Existe preconceito, existe traição, existe folclore e existe a pior devassidão humana, coisas antes impossíveis de imaginar pelo pequeno Charlie sonhador.
Um ponto muito diferente na narrativa e que achei muito interessante, é que o autor não é explicito sobre quando aquilo acontece, mas traz indicações como pano de fundo. Conseguimos nos localizar no tempo porque sabemos que está acontecendo a Guerra do Vietnã e por causa dos crimes que ele pesquisa na Biblioteca e são reais. Mas será que aquela estória seria muito diferente se acontecesse em 2014? É triste ver que o mundo não mudou nada em 50 anos. Na verdade a raça humana continua se repetindo em seus erros e o que me parece é que preconceito, traição, folclore e devassidão são como órgãos do ser humano, dos quais não conseguimos nos desvencilhar.
O livro começa com uma batida na janela de Charles. É Jasper Jones, o marginal da cidade lhe pedindo ajuda. Mas como, se eles nunca nem tinham conversado? Mas algo atrai o pequeno Charles naquele pedido e ele resolve seguir Jasper, até uma clareira onde ele verá algo que mudará sua vida, abrindo seus olhos para a maldade existente no mundo. E a partir dai eles passam a ter um segredo.
Mas a maldade não está só no fato encontrado. Está no preconceito existente na cidade com o jovem Jasper (Impossível não sentir um buraco no estomago algumas vezes por este personagem. Principalmente quando ele descobre a verdade sobre o crime. É como se realmente o mundo inteiro fosse retirado dele deixando-o sozinho aos leões). Está no preconceito com o incrível Jeffrey, maníaco por críquete e cheio de certezas muito divertidas e diálogos impagáveis. No preconceito com a família de estrangeiro, que de repente deixam de ser vizinhos para se tornarem inimigos. A maldade está na mãe que não consegue ser feliz em uma outra cidade e não consegue simplesmente se comunicar . A maldade esta nas estórias inventadas sobre um velho solitário e a maldade maior está no homem que não consegue respeitar aquilo que deveria proteger. (Impossivel falar mais sem soltar spoilers).
Mas assim como Charles descobre a realidade do mundo adulto, ele também descobre as coisas boas, que é a paixão adolescente. Cheia de timidez, de diálogos incompletos e de pequenos encontros, e ai haja poesia para descrever estes sentimentos.

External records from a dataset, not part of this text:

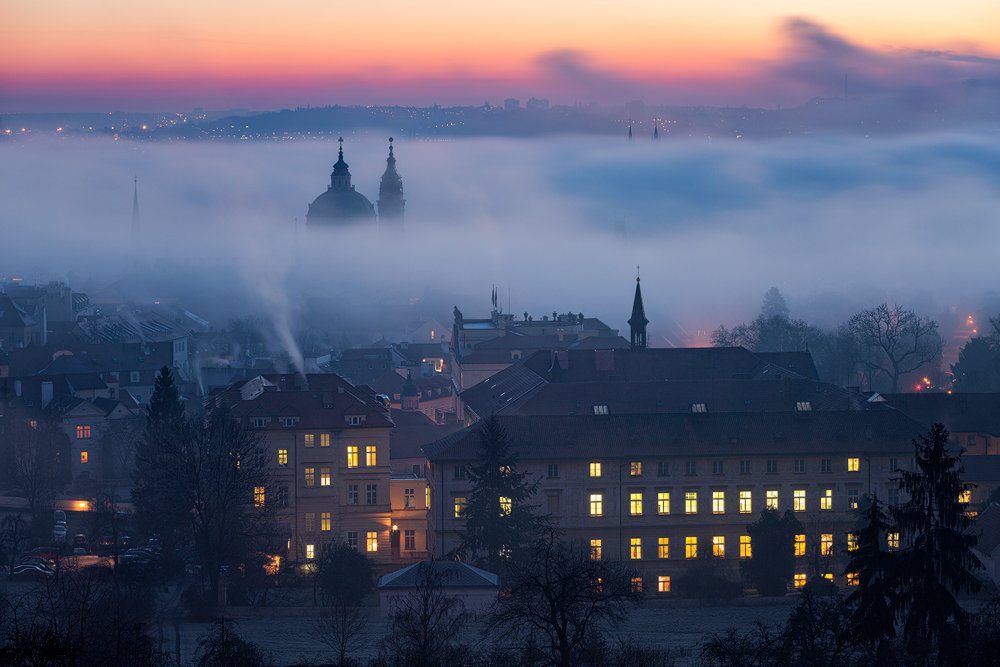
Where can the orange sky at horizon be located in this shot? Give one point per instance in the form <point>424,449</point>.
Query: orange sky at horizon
<point>57,46</point>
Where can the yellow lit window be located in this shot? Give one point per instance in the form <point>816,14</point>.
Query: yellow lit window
<point>596,504</point>
<point>719,546</point>
<point>690,502</point>
<point>718,502</point>
<point>663,547</point>
<point>771,499</point>
<point>799,500</point>
<point>690,547</point>
<point>746,502</point>
<point>635,504</point>
<point>826,500</point>
<point>892,540</point>
<point>663,502</point>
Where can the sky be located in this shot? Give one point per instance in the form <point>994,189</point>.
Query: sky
<point>160,56</point>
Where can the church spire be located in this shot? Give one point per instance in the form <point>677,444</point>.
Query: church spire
<point>637,323</point>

E a sensação é de amor. É, mesmo. Parece espelhar tudo o que li a respeito. E se não por isso, é algo terrivelmente perto. Quero pedir a ela que se case comigo. Não desejo mais ninguém. Ela é a melhor coisa dessa cidade. E não quero ficar sem ela. Ela é o único pedaço de alguma coisa boa que já tive nas minhas mãos. E quero enrolá-la no dedo e fazer dela um anel. (Pg 270)

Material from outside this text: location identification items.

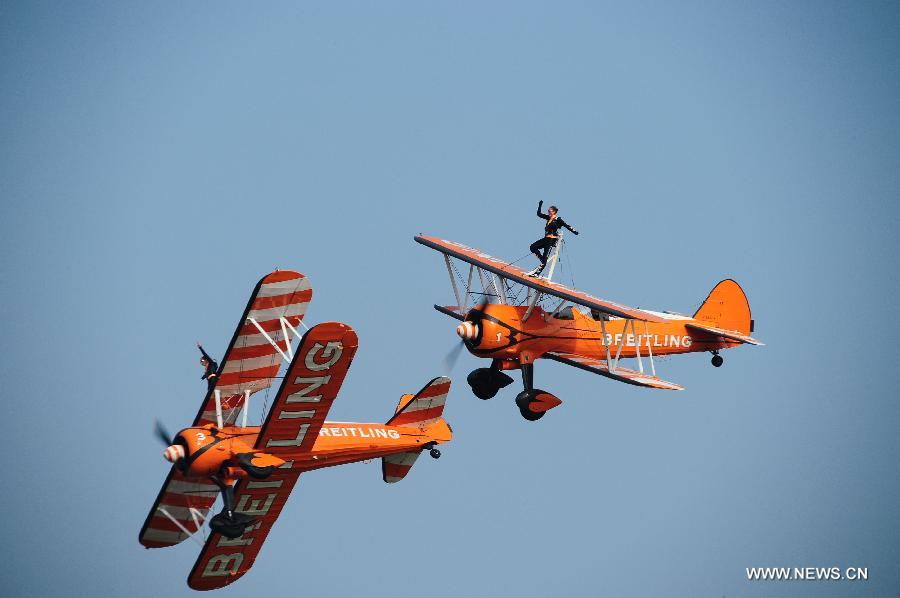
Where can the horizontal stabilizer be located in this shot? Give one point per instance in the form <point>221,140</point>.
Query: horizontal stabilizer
<point>726,334</point>
<point>454,311</point>
<point>599,366</point>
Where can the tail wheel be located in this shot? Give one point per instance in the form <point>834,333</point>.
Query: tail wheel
<point>523,402</point>
<point>531,415</point>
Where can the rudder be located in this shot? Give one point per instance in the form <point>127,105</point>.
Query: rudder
<point>726,307</point>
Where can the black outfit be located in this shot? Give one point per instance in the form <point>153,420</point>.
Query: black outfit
<point>211,372</point>
<point>551,235</point>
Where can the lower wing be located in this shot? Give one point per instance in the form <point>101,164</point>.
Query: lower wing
<point>599,366</point>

E no fim, ele nos convence que Batman é muito mais corajoso do que o Super-Homem, pois ele sabe que não é invencível, mas mesmo assim segue rumo a seu objetivo de salvar o mundo. Meu argumento é este, quanto mais você tem a perder, mais corajoso é ao enfrentar o medo, por isso o Batman é superior ao Super Homem... (pg 54) já que este só morre com kriptonita, que você não encontra a cada esquina.
Que tenhamos todos a coragem do Batman para enfrentar o mundo que se esconde e nos desafia.
Leitura recomendada.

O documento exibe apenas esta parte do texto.